Warning of more UK floods after helicopter rescues in Cornwall
Flooding in Cornish coastal village of Coverack described as horrendous, and further deluges possible further north
Much of England and Wales has been warned to prepare for more stormy weather and localised flooding after several people in Cornwall had to be rescued from flash floods overnight.
Heavy rain and thunderstorms caused “devastating” flooding in the coastal village of Coverack in Cornwall on Tuesday, with about 50 homes and businesses affected. Met Office forecasters put in place a yellow warning, the lowest of the three weather warnings, for most of the rest of Wednesday and said that as much as two-thirds of a month’s average rainfall could come down in a few hours.
After Tuesday night’s thunderstorms, they said that “further, possibly severe storms may break out again this afternoon, probably focused over parts of north-east Wales, central and northern England”.
Forecasters added that, while some parts of England and Wales would escape the thunderstorms, there was a “chance of localised sudden flooding of homes, businesses and roads” in others. “Frequent lightning and large hail may be additional hazards, the latter bringing potential for disruption to power networks.”
The Met Office said the rainfall could reach 30mm in an hour in some places and more than 50mm in a two- or three-hour period. The average for the UK for the whole of July is 78.1mm.

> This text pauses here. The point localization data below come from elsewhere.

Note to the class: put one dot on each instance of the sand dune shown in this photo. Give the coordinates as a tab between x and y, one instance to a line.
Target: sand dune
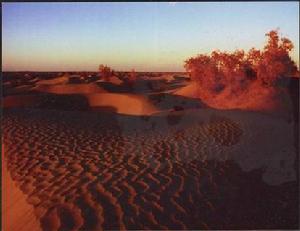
202	170
17	213
70	88
58	80
129	104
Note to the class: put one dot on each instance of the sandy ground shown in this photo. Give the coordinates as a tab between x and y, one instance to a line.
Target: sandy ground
17	214
93	171
82	158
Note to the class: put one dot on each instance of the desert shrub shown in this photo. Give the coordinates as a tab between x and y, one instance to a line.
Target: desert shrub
105	72
229	79
132	76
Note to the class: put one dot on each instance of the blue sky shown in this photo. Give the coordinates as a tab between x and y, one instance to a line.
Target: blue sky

A coastguard helicopter rescued two people in Coverack, and one witness described the flooding as “quite horrendous”. Residents and business owners were told that council financial reserves would be used to help fund repairs.

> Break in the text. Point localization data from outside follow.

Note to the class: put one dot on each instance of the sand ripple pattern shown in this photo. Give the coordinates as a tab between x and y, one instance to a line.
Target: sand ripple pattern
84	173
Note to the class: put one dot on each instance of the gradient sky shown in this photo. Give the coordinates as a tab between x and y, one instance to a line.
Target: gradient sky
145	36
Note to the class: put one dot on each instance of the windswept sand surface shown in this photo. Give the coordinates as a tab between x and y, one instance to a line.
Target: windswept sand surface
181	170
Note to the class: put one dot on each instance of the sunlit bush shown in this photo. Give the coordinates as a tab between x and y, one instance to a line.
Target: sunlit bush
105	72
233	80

Adam Paynter, the leader of Cornwall council, told BBC Radio Cornwall: “With things like this, money won’t be a problem – we do have reserves we can use for this type of incident.
“It’s been absolutely unbelievable to see. I think it’s going to take a little while to get this sorted out and tidied up but obviously the main thing is that nobody’s been injured and everybody is OK in the village.
“The council and the emergency services have done a great job. They’ve been here all night to ensure that everybody is safe and they are doing what they can to make sure everything can get back to normal as soon as possible.”
The Cornwall fire and rescue service said crews remained in Coverack on Wednesday morning. “It is expected that the fire service will remain in attendance until midday, assisting the community,” it said.
The Midlands and the east of England could experience downpours on Wednesday morning, while north-east Wales and the north-west would bear the brunt this afternoon, Steven Keates from the Met Office said.
He said the thunderstorms would be “hit and miss” and that the showers should move through the country relatively quickly.
After a warm night, it was expected to remain hot on Wednesday for parts of eastern England, with temperatures in the low 30s celsius, Keates added.
Water had to be pumped out of some properties in Tunbridge Wells in Kent, the fire service said, after it received more than 60 999 calls in an hour. Crews from Kent fire and rescue service went out but, despite two of the calls stating that people were trapped inside properties, no rescues were needed.